Good, but gets a little boring
Colin Hassett | Nashua,NH USA | 03/01/2009
(5 out of 5 stars)
"in this movie is just a video of seattle and aberdeen and olympia, which is where kurt lived and grew up, but even though there is an interview with him it does get boring just watching those areas for 2- 3 hours. but i would recommend it."
Like listening to an audio commentary from beyond the grave.
Cubist | United States | 02/20/2008
(4 out of 5 stars)
"Since Kurt Cobain's death in 1994, many books have been written about him and his band Nirvana that try to get the real story about the musician and reluctant rock star. Arguably, the best book about him is Come As You Are: The Story of Nirvana by Michael Azerrad. He was able to get close to Cobain and gain his confidence, recording hours of audio interviews with the man on a wide variety of topics.
Director A.J. Schnack has taken these audio-taped conversations and assembled an unorthodox documentary on Cobain entitled About a Son that eschews the usual formula of footage of concerts and talking head soundbites from friends and family for footage of the cities he grew up and lived in: Aberdeen, Olympia, and Seattle.
At times, Cobain mentions a band or a song that influenced him and then it plays over the soundtrack which goes against the trend of populating the documentary with Nirvana songs.

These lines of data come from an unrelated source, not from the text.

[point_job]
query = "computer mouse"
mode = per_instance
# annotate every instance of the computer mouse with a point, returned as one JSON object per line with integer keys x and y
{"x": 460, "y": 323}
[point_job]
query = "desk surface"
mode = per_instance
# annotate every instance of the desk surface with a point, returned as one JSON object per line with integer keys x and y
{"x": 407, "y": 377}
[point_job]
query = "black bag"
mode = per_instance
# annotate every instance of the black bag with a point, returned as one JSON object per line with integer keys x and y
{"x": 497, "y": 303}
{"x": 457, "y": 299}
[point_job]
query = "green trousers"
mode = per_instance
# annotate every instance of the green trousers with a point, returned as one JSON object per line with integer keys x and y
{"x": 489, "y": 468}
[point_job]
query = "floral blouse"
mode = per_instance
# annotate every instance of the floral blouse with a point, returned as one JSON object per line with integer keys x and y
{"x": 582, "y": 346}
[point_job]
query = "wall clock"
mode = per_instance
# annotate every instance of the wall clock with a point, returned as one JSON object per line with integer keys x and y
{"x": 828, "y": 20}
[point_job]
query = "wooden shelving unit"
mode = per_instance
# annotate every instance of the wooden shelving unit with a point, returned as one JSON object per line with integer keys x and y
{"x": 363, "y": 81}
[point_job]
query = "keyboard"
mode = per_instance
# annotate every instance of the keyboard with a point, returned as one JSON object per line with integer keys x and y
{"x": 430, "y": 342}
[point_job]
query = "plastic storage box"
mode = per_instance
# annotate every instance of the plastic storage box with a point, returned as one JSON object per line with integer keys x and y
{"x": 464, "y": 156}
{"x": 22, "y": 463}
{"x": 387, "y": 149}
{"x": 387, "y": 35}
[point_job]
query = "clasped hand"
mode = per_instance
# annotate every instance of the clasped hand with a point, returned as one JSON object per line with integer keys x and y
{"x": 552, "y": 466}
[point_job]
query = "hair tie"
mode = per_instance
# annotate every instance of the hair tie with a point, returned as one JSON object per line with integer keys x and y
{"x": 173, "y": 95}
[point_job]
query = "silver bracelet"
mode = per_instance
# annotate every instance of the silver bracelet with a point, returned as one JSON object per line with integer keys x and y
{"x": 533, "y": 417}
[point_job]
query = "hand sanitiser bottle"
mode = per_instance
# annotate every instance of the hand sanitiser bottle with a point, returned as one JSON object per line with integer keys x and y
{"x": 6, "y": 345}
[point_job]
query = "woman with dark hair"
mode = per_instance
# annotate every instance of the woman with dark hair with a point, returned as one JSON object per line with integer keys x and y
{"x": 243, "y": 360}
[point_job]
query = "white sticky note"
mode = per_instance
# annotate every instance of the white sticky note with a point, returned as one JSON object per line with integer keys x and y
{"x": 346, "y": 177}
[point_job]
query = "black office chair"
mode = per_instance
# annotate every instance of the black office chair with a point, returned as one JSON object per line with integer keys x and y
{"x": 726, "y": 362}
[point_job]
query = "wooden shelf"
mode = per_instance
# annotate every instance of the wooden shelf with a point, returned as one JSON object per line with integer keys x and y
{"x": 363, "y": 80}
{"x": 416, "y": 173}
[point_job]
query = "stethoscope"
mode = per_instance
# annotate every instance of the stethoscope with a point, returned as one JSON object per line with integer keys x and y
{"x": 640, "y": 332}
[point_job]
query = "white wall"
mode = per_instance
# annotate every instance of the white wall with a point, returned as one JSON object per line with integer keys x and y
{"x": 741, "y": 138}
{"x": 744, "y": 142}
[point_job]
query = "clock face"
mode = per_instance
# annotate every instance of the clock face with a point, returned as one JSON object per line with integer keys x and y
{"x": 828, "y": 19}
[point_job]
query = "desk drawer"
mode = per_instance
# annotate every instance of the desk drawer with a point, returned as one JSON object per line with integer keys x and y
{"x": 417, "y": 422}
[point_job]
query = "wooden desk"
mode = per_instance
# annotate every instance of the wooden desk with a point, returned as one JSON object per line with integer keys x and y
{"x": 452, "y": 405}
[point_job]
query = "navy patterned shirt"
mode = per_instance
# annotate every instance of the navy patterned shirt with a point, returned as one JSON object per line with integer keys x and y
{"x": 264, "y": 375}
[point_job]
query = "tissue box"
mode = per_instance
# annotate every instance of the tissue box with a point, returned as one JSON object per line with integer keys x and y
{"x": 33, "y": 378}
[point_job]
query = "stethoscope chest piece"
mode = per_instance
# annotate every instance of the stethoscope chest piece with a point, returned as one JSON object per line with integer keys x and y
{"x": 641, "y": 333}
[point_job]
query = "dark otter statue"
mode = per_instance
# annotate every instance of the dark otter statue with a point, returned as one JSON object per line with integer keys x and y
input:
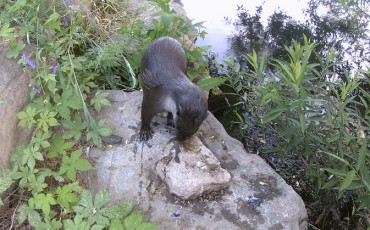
{"x": 167, "y": 89}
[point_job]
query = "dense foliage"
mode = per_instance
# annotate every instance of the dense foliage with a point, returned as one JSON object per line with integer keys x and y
{"x": 73, "y": 51}
{"x": 301, "y": 89}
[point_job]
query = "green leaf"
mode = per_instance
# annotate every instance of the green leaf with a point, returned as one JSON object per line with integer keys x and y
{"x": 347, "y": 180}
{"x": 67, "y": 194}
{"x": 147, "y": 226}
{"x": 71, "y": 164}
{"x": 95, "y": 210}
{"x": 27, "y": 118}
{"x": 362, "y": 155}
{"x": 337, "y": 157}
{"x": 5, "y": 181}
{"x": 6, "y": 32}
{"x": 133, "y": 220}
{"x": 116, "y": 224}
{"x": 53, "y": 23}
{"x": 25, "y": 212}
{"x": 210, "y": 83}
{"x": 41, "y": 139}
{"x": 273, "y": 114}
{"x": 43, "y": 202}
{"x": 100, "y": 100}
{"x": 59, "y": 146}
{"x": 74, "y": 128}
{"x": 30, "y": 155}
{"x": 77, "y": 224}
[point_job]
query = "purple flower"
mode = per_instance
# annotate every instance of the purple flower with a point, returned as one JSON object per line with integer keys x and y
{"x": 54, "y": 67}
{"x": 28, "y": 61}
{"x": 65, "y": 22}
{"x": 36, "y": 88}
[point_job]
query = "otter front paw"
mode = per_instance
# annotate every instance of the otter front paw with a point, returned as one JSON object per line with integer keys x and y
{"x": 145, "y": 135}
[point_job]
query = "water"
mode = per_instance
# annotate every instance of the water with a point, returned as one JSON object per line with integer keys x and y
{"x": 213, "y": 14}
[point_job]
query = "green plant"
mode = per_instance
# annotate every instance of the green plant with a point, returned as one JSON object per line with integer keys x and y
{"x": 312, "y": 116}
{"x": 71, "y": 57}
{"x": 5, "y": 182}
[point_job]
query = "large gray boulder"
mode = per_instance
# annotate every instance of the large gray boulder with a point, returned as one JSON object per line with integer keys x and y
{"x": 254, "y": 197}
{"x": 14, "y": 95}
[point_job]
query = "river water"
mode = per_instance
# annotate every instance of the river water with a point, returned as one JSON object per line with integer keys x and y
{"x": 213, "y": 13}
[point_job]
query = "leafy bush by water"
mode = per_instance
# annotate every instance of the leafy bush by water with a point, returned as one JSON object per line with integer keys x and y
{"x": 325, "y": 122}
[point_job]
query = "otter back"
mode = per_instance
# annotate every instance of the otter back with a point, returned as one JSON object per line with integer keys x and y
{"x": 167, "y": 89}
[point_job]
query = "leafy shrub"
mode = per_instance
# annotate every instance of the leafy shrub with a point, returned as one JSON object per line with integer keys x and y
{"x": 323, "y": 120}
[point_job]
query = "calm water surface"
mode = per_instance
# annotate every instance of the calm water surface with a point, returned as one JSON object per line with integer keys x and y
{"x": 213, "y": 13}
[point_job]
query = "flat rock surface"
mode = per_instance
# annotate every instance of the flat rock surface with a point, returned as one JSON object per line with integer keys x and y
{"x": 191, "y": 170}
{"x": 256, "y": 197}
{"x": 14, "y": 95}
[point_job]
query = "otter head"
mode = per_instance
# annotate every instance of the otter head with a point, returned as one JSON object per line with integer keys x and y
{"x": 191, "y": 112}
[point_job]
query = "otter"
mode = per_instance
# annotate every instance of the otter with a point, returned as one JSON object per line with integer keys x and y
{"x": 166, "y": 88}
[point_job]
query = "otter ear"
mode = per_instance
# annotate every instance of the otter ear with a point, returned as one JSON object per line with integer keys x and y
{"x": 179, "y": 110}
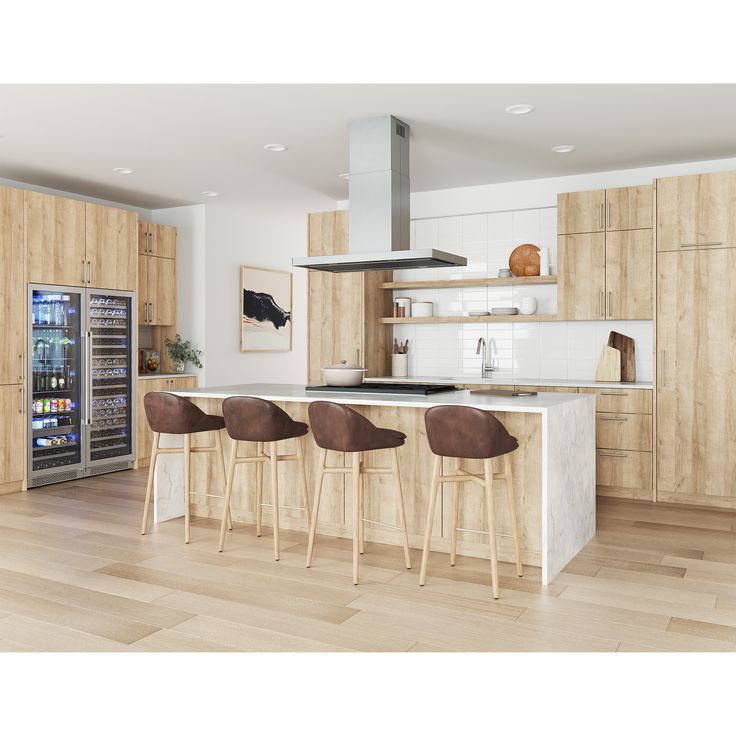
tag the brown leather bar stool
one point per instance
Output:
(169, 414)
(337, 427)
(467, 432)
(249, 419)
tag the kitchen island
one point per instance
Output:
(554, 473)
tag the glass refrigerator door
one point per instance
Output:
(55, 379)
(111, 374)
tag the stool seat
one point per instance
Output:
(249, 419)
(169, 414)
(340, 428)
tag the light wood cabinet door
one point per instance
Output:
(581, 279)
(629, 283)
(629, 208)
(163, 241)
(142, 295)
(161, 288)
(55, 240)
(581, 212)
(13, 308)
(13, 419)
(111, 237)
(696, 365)
(696, 211)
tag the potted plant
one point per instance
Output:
(182, 352)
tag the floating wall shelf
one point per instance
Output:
(462, 283)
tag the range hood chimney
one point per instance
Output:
(379, 205)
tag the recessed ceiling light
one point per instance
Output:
(522, 109)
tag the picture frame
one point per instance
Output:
(265, 310)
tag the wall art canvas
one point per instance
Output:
(265, 310)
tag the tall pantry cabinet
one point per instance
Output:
(695, 339)
(13, 359)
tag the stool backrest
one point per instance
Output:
(173, 414)
(337, 427)
(250, 419)
(464, 431)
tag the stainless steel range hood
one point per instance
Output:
(379, 205)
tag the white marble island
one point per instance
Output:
(554, 470)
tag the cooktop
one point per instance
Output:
(415, 389)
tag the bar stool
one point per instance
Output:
(337, 427)
(170, 414)
(249, 419)
(466, 432)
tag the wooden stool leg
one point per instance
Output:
(430, 517)
(275, 499)
(187, 483)
(315, 510)
(149, 487)
(512, 511)
(221, 455)
(361, 496)
(488, 472)
(259, 489)
(400, 502)
(356, 515)
(228, 493)
(455, 516)
(303, 474)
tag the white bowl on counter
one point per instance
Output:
(343, 374)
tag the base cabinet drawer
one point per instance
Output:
(623, 431)
(624, 469)
(625, 401)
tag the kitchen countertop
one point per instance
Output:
(551, 382)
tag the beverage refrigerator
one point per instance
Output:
(82, 407)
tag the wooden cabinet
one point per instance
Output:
(696, 365)
(606, 273)
(696, 211)
(601, 210)
(111, 247)
(156, 240)
(156, 290)
(143, 434)
(13, 299)
(344, 308)
(581, 280)
(13, 419)
(55, 237)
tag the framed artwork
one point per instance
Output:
(265, 310)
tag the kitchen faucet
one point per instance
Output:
(484, 367)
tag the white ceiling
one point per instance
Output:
(182, 139)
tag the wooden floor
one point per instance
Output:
(75, 575)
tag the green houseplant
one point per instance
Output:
(182, 352)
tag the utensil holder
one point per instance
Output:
(400, 364)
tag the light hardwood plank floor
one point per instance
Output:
(76, 575)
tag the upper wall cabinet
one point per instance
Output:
(111, 248)
(12, 287)
(156, 240)
(56, 240)
(601, 210)
(696, 211)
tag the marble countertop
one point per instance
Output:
(292, 392)
(541, 382)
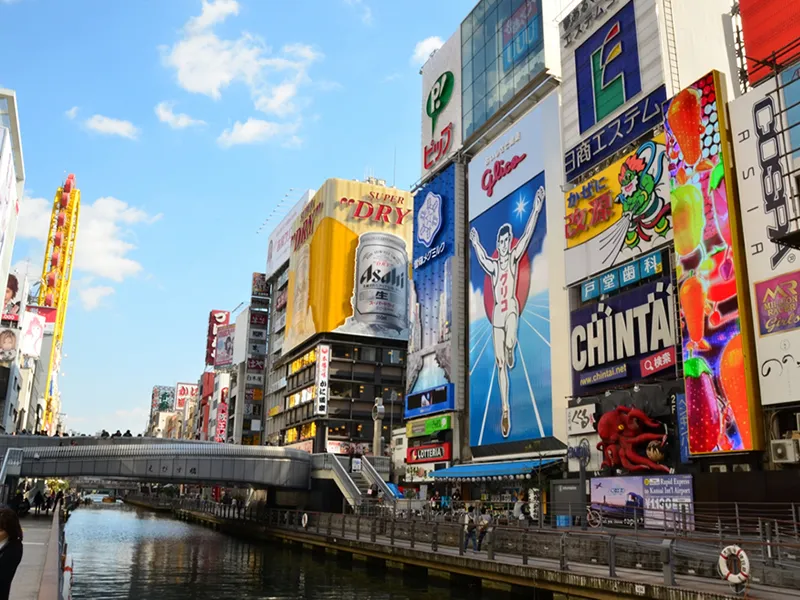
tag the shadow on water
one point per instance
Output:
(121, 552)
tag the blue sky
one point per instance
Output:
(186, 122)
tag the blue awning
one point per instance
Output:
(498, 469)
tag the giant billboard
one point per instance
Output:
(613, 80)
(441, 105)
(429, 354)
(623, 339)
(509, 304)
(721, 389)
(349, 269)
(618, 214)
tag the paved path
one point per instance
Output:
(36, 535)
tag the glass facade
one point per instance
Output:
(502, 48)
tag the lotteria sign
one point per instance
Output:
(626, 337)
(429, 453)
(441, 105)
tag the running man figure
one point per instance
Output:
(505, 316)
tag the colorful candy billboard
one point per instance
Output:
(620, 213)
(712, 286)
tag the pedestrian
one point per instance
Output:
(10, 549)
(470, 529)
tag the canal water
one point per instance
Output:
(121, 552)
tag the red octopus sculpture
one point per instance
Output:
(621, 431)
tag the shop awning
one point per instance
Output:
(498, 469)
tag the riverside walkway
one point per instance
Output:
(600, 565)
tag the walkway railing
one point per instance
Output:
(676, 554)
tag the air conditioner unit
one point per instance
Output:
(784, 451)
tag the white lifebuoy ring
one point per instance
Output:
(744, 565)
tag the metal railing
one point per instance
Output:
(683, 553)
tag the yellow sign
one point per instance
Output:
(622, 211)
(349, 269)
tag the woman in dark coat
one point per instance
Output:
(10, 549)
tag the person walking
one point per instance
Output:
(10, 549)
(470, 530)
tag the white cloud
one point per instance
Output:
(207, 64)
(423, 49)
(254, 131)
(109, 126)
(363, 8)
(92, 296)
(166, 115)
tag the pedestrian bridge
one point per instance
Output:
(153, 459)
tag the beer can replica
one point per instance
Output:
(380, 290)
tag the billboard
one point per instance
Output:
(619, 213)
(509, 363)
(623, 339)
(362, 233)
(764, 195)
(441, 105)
(429, 353)
(184, 392)
(223, 356)
(32, 332)
(613, 80)
(9, 344)
(162, 398)
(216, 319)
(279, 246)
(767, 27)
(712, 288)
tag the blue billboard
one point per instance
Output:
(429, 361)
(509, 347)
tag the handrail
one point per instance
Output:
(374, 477)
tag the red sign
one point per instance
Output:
(657, 362)
(216, 318)
(500, 169)
(769, 26)
(428, 453)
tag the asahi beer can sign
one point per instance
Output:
(380, 289)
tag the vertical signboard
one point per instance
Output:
(441, 105)
(757, 129)
(509, 303)
(429, 352)
(613, 80)
(712, 284)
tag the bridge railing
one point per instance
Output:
(682, 553)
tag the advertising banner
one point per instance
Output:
(764, 191)
(429, 453)
(769, 26)
(718, 352)
(441, 105)
(428, 426)
(431, 301)
(509, 303)
(184, 392)
(362, 233)
(279, 247)
(626, 337)
(613, 80)
(223, 356)
(216, 319)
(620, 213)
(32, 331)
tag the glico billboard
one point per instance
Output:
(719, 371)
(509, 301)
(431, 301)
(349, 269)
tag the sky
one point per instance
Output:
(191, 127)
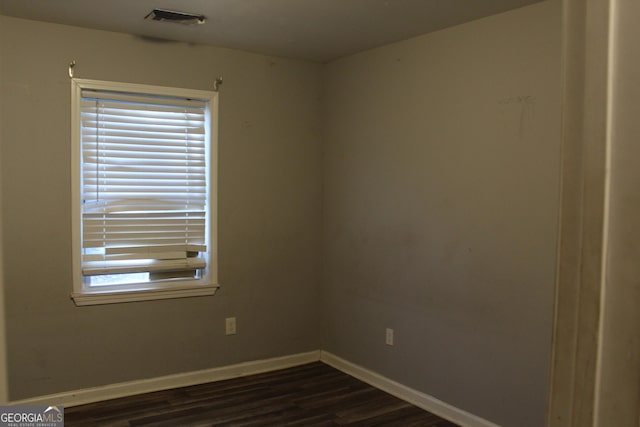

It's not surprising that Cobain comes across as a very thoughtful commentator about himself and life in general. The audio tapes allow Cobain's disembodied voice to narrate his own story. After awhile, however, watching About a Son is like listening to an audio commentary from beyond the grave.
"The Voices Behind About a Son" features Azerrad talking about how he conducted his interviews with Cobain, how he first met him, and so on. Schnack talks about he met Azerrad and pitched the idea of the film to him. Azerrad had resisted using his Cobain tapes in other projects for years but felt that this one was appropriate.
There is a selected scene commentary by director A.J. Schnack. He talks about some of the locations that they shot for the film and their specific connections to Cobain. For example, they were able to shoot in the house where the interviews with him were conducted.
Finally, there is "On Location: Scouting Video to Scene Comparison" that takes a look at the differences between the location scouting footage and photographs and the final version in the film."